Dobbiamo essere più bravi sotto porta perché poi quelle partite sono così: un episodio può cambiare la partita anche giochi bene, basta vedere Barcellona-Liverpool di ieri”. Lo afferma Roberto Mancini CT Nazionale Italiana a Tutti Convocati su Radio 24

Il momento della Nazionale: “Sono entrato in un momento abbastanza difficile per la Nazionale, forse uno dei più difficili negli ultimi 50 anni, non era semplice e dovevamo cercare di fare qualcosa non solo per un buon presente, ma anche per un grande futuro e abbiamo pensato che questa fosse la soluzione giusta.

Abbiamo visto dei giocatori che hanno seguito agli Europei e che stanno giocando nelle Nazionali giovanili e non erano sconosciuti, si vedeva che avevano delle qualità.

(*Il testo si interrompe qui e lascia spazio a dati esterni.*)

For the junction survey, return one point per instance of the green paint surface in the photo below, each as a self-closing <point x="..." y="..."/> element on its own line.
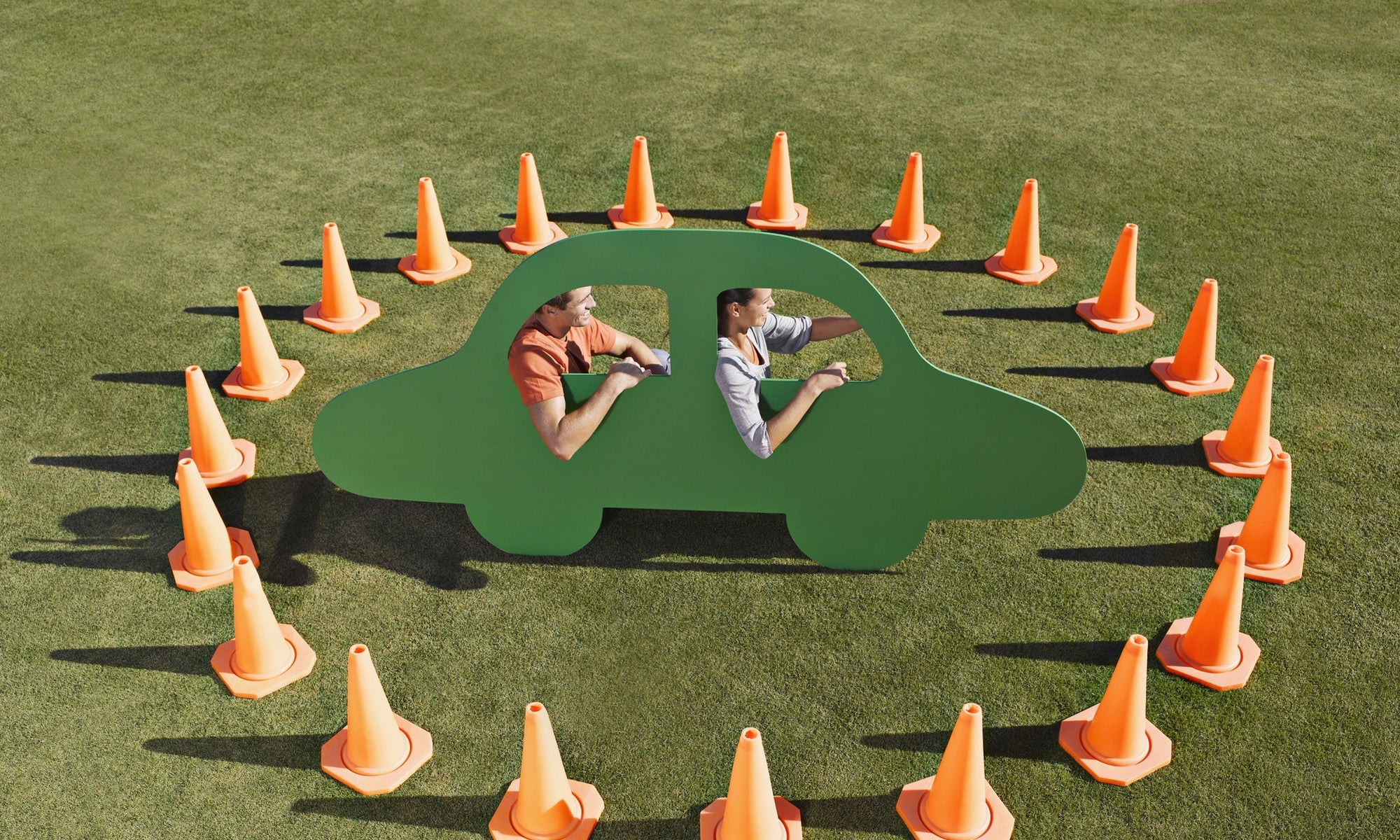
<point x="860" y="478"/>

Li abbiamo chiamati, abbiamo visto che sono bravi, poi sono state brave i club a farli giocare. Per quanto riguarda Zaniolo, Di Francesco lo ha messo subito in squadra. Se averli chiamati è servito sia a noi, sia ai club meglio così, è stato un vantaggio per tutti”. Lo afferma Roberto Mancini CT Nazionale Italiana a Tutti Convocati su Radio 24

SULLE CONVOCAZIONI DELL’ULTIMO STAGE

“Abbiamo chiamato un po’ quelli che non eravamo riusciti a vedere, abbiamo chiamato quelli che erano stati lontani dalla Nazionale un po’ di tempo perché infortunati e poi i più giovani, molto giovani, ma volevamo vederli per capire che margini hanno e le qualità. Sono stati due giorni positivi, abbiamo conosciuto ragazzi bravi, che vogliono diventare giocatori molto forti e che avranno la possibilità di farlo, perché la tecnica ce l’hanno”. Lo afferma Roberto Mancini CT Nazionale Italiana a Tutti Convocati su Radio 24

SULL’ALLENARE LA NAZIONALE

“Ci sono dei momenti un po’ difficili perché passano troppi mesi tra una partita e l’altra, ma è stato bello, divertente. Il lavoro sta dando i suoi frutti e siamo felici che ci sia un po’ più di gioia quando gioca la Nazionale. Io stato in club, sicuramente avrei potuto trovare qualcos’altro, però mi sembrava che la Nazionale fosse una cosa talmente bella e importante per un allenatore che ci tenevo. Sicuramente la Nazionale era la cosa più importante per me, al di là di tutto. E’ andata così, adesso speriamo di ottenere dei risultati”.Lo afferma Roberto Mancini CT Nazionale Italiana a Tutti Convocati su Radio 24

IL RAPPORTO DI MANCINI CON LA NAZIONALE

“A Coverciano ho passato una vita, le Nazionali le ho fatte tutte. Poi chiaramente mi dispiace non aver vinto con la Nazionale e non aver giocato il Mondiale anche perché in quegli anni la Nazionale era troppo forte per non aver vinto e quindi è chiaro che la mia speranza è riuscire a vincere da allenatore”. Lo afferma Roberto Mancini CT Nazionale Italiana a Tutti Convocati su Radio 24

SULLE QUALIFICAZIONI AGLI EUROPEI

“C’è questa possibilità, non dico che le prossime due partite saranno già decisive, però saranno molto importanti perché giocheremo contro le due squadre che probabilmente lotteranno con noi per le prime due posizioni del girone. Avremo un anno per migliorare e arrivare agli Europei per giocarceli”. Lo afferma Roberto Mancini CT Nazionale Italiana a Tutti Convocati su Radio 24.